- Title: The Russian Play
- Written by: Hannah Moscovitch
- Director: Diana Donnelly
- Actors: Gabriella Sundar Singh
- Company: Shaw Festival
- Venue: Royal George Theatre
- City: Niagara-on-the-Lake, Ont.
- Year: Runs to Oct. 12, 2019
The Russian Play is not only long-time Shaw Festival ensemble member Diana Donnelly’s directorial debut at the Niagara-on-the-Lake repertory theatre company, it’s her professional directorial debut altogether.
If you’re like me, then you’ve got your back up already.
This country, for some reason, still doesn’t take stage direction as an art form all that seriously – and Ontario’s repertory theatres can be the worst offenders.
Their leaders have had a tendency to go on about how much training and practice it takes to properly speak the words of Shakespeare or Shaw. Actors who have gone to perfectly decent theatre schools then have to put in time building up their classical-theatre muscles at one or another of the “conservatories” or “academies” of these august institutions.
When a beloved ensemble member wants to direct, however? Sure, have a go! No professional experience necessary to helm a production at this – the brochure says here – world-class theatre company.
Okay, that’s the end of my rant. And, while I stand by it in theory, I’ve got to swallow my words this time around.
Because, in her directorial debut, Donnelly works the stage at the Royal George Theatre better than most long-time pros.

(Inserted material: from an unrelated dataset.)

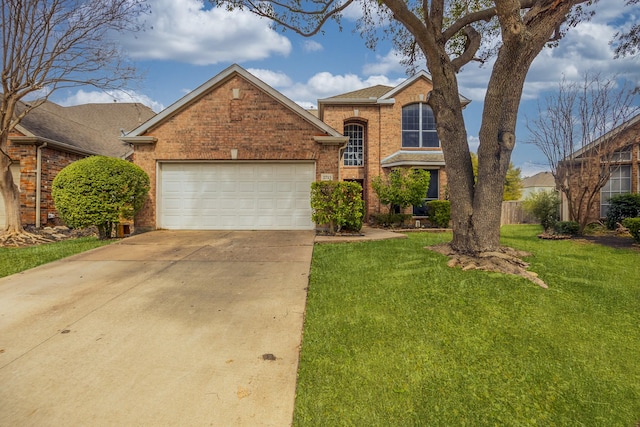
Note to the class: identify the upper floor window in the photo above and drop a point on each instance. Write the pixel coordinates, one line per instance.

She has a strong vision for The Russian Play and executes it with style and skill.
Flowers swirl around the stage like blowing snow, falling into drifts. A chandelier in an early scene is replaced by a hanging interrogation light as the play darkens in tone – and both props are used in literal and metaphorical ways, brilliantly. And the music of Pussy Riot is blasted to excellent anachronistic effect.
There are a dozen moments where Donnelly and her designers (Gillian Gallow, sets and costumes; Michelle Ramsay, lighting) have found clever or poignant images to intersect with and expand this short, simple play by Hannah Moscovitch.

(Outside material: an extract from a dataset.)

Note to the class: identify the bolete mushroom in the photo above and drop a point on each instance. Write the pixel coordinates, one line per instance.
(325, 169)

First produced in 2006, The Russian Play was one of the one-acts with which Moscovitch burst onto the scene. She’s since become one of the most produced playwrights in Canada – with her biggest hit, the musical Old Stock: A Refugee Love Story, now in the middle of a much acclaimed international tour.
Set in the 1920s as Stalin was coming to power, The Russian Play is written in the form that would become Moscovitch’s signature – a confrontational monologue that occasionally opens up into short, succinct scenes involving other actors.
Sonya (Gabriella Sundar Singh), wearing a ragged skirt and holding a chunk of bread, speaks directly to the audience of today in a Russian accent. “I see what you are thinking,” she says. “You are thinking this is Russian play, you are thinking Chekhov, Tolstoy, so boring.”
Not to worry, Sonya continues: “Let me assure to you that I am wanting for your amusement, and also your illumination on many subjects. But mostly on the subject of love.”
Sonya’s love story of sorts begins when she is a 16-year-old working in a flower shop and meets a singing gravedigger named Piotr (Peter Fernandes). Later, Kostya (Mike Nadajewski), the rich son of a kulak, comes into the picture.
There is sex and vodka, a yearning to move to Moscow under much more disturbing circumstances than those in Three Sisters, and that chunk of bread from the first scene eventually returns in an upsetting way that may convince you to go gluten-free. (You’ve heard of Chekhov’s gun? This is Moscovitch’s bun.)
It’s hard to say much more about The Russian Play without spoiling it. Indeed, it can feel like the Coles Notes for a Russian novel – the plot moving fast and furiously and not particularly fleshed out.
The play is not as deeply rooted in history as some of Moscovitch’s later work, either – and its aims can seem unfocused. Is this a feminist play about Stalinism – or about Western ideas about Russia? Or is it about literature, Russian or otherwise, and certain romantic tropes surrounding female characters?
There’s a lot of room for a director to jump in, and Donnelly does so with both feet. The fourth character is a violinist – and she has cast a woman (Marie Mahabal) rather than a man (as in the original productions). The violinist becomes a shadow version of Sonya – and an out-of-body double to observe from a distance when Sonya revisits her story’s more traumatic turns. In her modern dress, she’s also a link to present-day Russia. (I believe the mentions of Putin and his macho authoritarianism are new to this production.)
As Sonya, Singh nails the sharp shifts in tone of her monologue fantastically. She moves from dead-eyed irony to full-blooded idealism in an instant; she can do sexy one moment, then deconstruct sexy the next. And when the play calls for love, she gives it to us: deep and resonant.
But as Donnelly writes in her director’s note: “Love saves us, but, for Sonya, love is the Great Terror.”
A smart director’s note in addition to a smart professional directorial debut? I’ll zip my lips going forward.